The data available through SureCONNECT enables operators to make more remote decisions, which minimizes the need for transporting experts offshore. Because the system is compatible with other downhole technologies used to shut off zones and optimize production, it creates standardization across intelligent completion designs, the company says.
The gathered data is processed at the surface and turned into actionable, data-driven solutions, according to Baker Hughes. One such action might be shutting off water and gas-dominant zones through remotely actuated sliding sleeves to optimize production in real time.
In addition to allowing the downhole connection of electric, hydraulic, and fiber-optic lines in multi-trip completions, SureCONNECT makes flow profiling, fullbore well monitoring and control possible, according to the company.
“We modeled these things in the past, and now we’re actually measuring these things. It takes the guess work out of this.” – Thomas Scott, global product line director for intelligent production systems and reservoir information at Baker Hughes (Photo: Baker Hughes)
Connecting at Clair Ridge
BP has deployed SureCONNECT in its operated offshore Clair Ridge field West of Shetland. This was the world’s first multi-trip completion installation with fullbore fiber-optic capability. During the deployment, six optical fibers were mated between the upper and lower completions. BP will use the data gathered in parallel with conventional well surveillance data to provide a better understanding of fracture performance in real time.

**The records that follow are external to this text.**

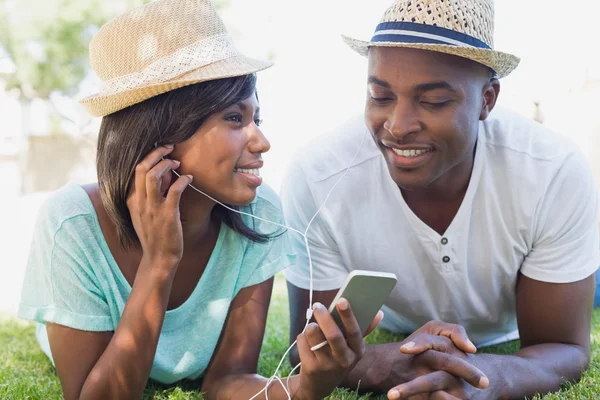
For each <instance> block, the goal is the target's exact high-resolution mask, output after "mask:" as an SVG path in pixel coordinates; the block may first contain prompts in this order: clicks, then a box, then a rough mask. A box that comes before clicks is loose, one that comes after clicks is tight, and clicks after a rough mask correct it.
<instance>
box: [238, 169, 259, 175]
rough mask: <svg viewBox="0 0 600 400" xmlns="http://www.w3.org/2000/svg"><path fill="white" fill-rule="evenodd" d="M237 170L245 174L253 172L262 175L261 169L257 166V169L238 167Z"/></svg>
mask: <svg viewBox="0 0 600 400" xmlns="http://www.w3.org/2000/svg"><path fill="white" fill-rule="evenodd" d="M235 172H243V173H244V174H252V175H256V176H260V170H259V169H258V168H255V169H243V168H236V170H235Z"/></svg>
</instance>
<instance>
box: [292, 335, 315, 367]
mask: <svg viewBox="0 0 600 400" xmlns="http://www.w3.org/2000/svg"><path fill="white" fill-rule="evenodd" d="M296 346H298V355H299V356H300V361H302V365H303V366H305V367H306V368H310V367H311V366H312V365H314V363H316V362H317V357H316V355H315V354H314V353H313V352H312V351H311V350H310V344H309V343H308V339H307V338H306V333H301V334H299V335H298V336H297V337H296Z"/></svg>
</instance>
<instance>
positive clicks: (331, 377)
mask: <svg viewBox="0 0 600 400" xmlns="http://www.w3.org/2000/svg"><path fill="white" fill-rule="evenodd" d="M336 307H337V311H338V313H339V315H340V317H341V320H342V323H343V324H344V329H345V331H346V337H344V334H343V333H342V331H341V330H340V328H339V327H338V326H337V324H336V323H335V321H334V320H333V318H332V317H331V315H330V314H329V312H328V310H327V309H326V308H325V307H324V306H323V305H322V304H320V303H315V305H314V307H313V315H314V318H315V320H316V321H317V323H311V324H309V325H308V327H307V328H306V331H305V332H304V333H301V334H300V335H298V338H297V345H298V353H299V355H300V360H301V362H302V367H301V370H300V384H299V390H298V391H297V392H296V394H295V396H294V398H295V399H302V400H309V399H310V400H313V399H322V398H323V397H325V396H327V395H328V394H329V393H331V391H332V390H333V389H335V387H337V386H338V385H339V384H340V383H341V382H342V380H343V379H344V377H345V376H346V374H347V373H348V372H350V370H351V369H352V368H353V367H354V366H355V365H356V363H357V362H358V361H359V360H360V359H361V358H362V357H363V355H364V354H365V349H366V346H365V342H364V340H363V335H362V333H361V331H360V327H359V325H358V322H357V321H356V318H355V317H354V314H353V313H352V309H351V308H350V304H349V303H348V301H347V300H346V299H340V301H339V302H338V303H337V304H336ZM382 318H383V313H382V312H381V311H380V312H379V313H378V314H377V316H376V317H375V319H374V320H373V323H372V324H371V326H370V327H369V329H368V330H367V334H369V333H370V332H371V331H372V330H373V329H375V328H376V327H377V325H379V322H380V321H381V319H382ZM324 340H327V342H328V345H327V346H324V347H321V348H320V349H318V350H315V351H314V352H313V351H311V347H313V346H316V345H318V344H319V343H322V342H323V341H324Z"/></svg>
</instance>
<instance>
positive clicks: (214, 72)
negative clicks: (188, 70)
mask: <svg viewBox="0 0 600 400" xmlns="http://www.w3.org/2000/svg"><path fill="white" fill-rule="evenodd" d="M272 65H273V63H272V62H270V61H262V60H256V59H253V58H249V57H245V56H236V57H231V58H228V59H225V60H221V61H216V62H214V63H212V64H209V65H205V66H202V67H200V68H198V69H196V70H193V71H190V72H188V73H186V74H184V75H180V76H178V77H176V78H174V79H171V80H170V81H167V82H161V83H155V84H152V85H148V86H144V87H140V88H136V89H133V90H128V91H125V92H118V93H113V94H109V95H102V94H95V95H92V96H89V97H86V98H84V99H82V100H81V101H80V104H81V105H83V107H84V108H85V109H86V110H87V111H88V112H89V113H90V114H92V115H93V116H95V117H103V116H105V115H108V114H112V113H114V112H117V111H119V110H122V109H124V108H127V107H129V106H132V105H134V104H138V103H141V102H142V101H144V100H147V99H149V98H151V97H154V96H158V95H159V94H163V93H166V92H169V91H171V90H174V89H179V88H181V87H184V86H188V85H193V84H194V83H200V82H206V81H210V80H214V79H223V78H231V77H234V76H242V75H249V74H253V73H255V72H258V71H262V70H264V69H267V68H269V67H270V66H272Z"/></svg>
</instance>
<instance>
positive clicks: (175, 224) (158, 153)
mask: <svg viewBox="0 0 600 400" xmlns="http://www.w3.org/2000/svg"><path fill="white" fill-rule="evenodd" d="M171 151H173V145H166V146H161V147H158V148H156V149H154V150H153V151H152V152H151V153H150V154H148V155H147V156H146V157H145V158H144V159H143V160H142V162H140V163H139V164H138V165H137V166H136V168H135V179H134V185H133V188H132V190H131V193H130V194H129V197H128V198H127V207H128V208H129V213H130V214H131V221H132V222H133V227H134V228H135V232H136V233H137V235H138V238H139V240H140V243H141V246H142V251H143V257H147V258H148V259H149V260H150V261H151V262H150V263H148V265H161V266H167V267H166V268H168V269H169V271H166V272H168V273H172V272H174V271H175V270H176V269H177V266H178V265H179V261H180V260H181V257H182V255H183V231H182V226H181V219H180V214H179V201H180V199H181V194H182V193H183V191H184V190H185V188H186V187H187V186H188V184H189V183H191V181H192V176H191V175H182V176H181V177H179V178H178V179H177V180H175V182H173V184H171V181H172V173H171V171H172V170H175V169H177V168H179V161H175V160H169V159H163V157H165V156H166V155H167V154H169V153H171ZM165 192H166V196H165Z"/></svg>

Clair Ridge is the second phase of development of the Clair field, which was discovered in 1977 and holds more than 7 billion barrels of oil in place. Clair Ridge features a highly fractured reservoir with some areas that produce quite a lot and other that don’t. Clair Ridge, which achieved first oil in late 2018, targets 640 million barrels of recoverable oil reserves.
“The wells there are complex. They’re very deviated, with tortuous paths,” Scott says. “To efficiently produce this reservoir, they need to know what’s happening in the reservoir.”
He says the use of SureCONNECT in the Clair Ridge field has made it possible to “see value almost instantaneously” by making it possible to “detect where water is coming from and take appropriate actions to handle that water. They are producing from a highly fractured reservoir in a way that wouldn’t have been possible without the SureCONNECT technology.”
Scott calls the development of SureCONNECT a two-decade journey and says BP and Shell have been key partners in fine-tuning the system.
“We deployed various aspects of it over the years,” he says.
One of those was a fiber-optic only version that was installed at Shell’s Mars A field in the deepwater Gulf of Mexico in 2012. The electric connector was deployed in Brazil in 2003, and the hydraulic connector in 1998 in the UK.
The full commercialization of the modular version capable of accommodating and mating fiber optics, hydraulics and electric came in 2019.
“The critical piece was how could we get to a place where we could do this reliably,” Scott says. “It’s more than just the tool itself. It’s the process and project management process.”
All those pieces combine in SureCONNECT to make it possible to do more with less, Scott says. This fits in with the industry’s drive for efficiency across the board, he adds.
“This unlocks a whole new level of efficiency that gets us to the point where we can talk about autonomous control,” he says. “They can unlock more assets and profitability over the life of the well.”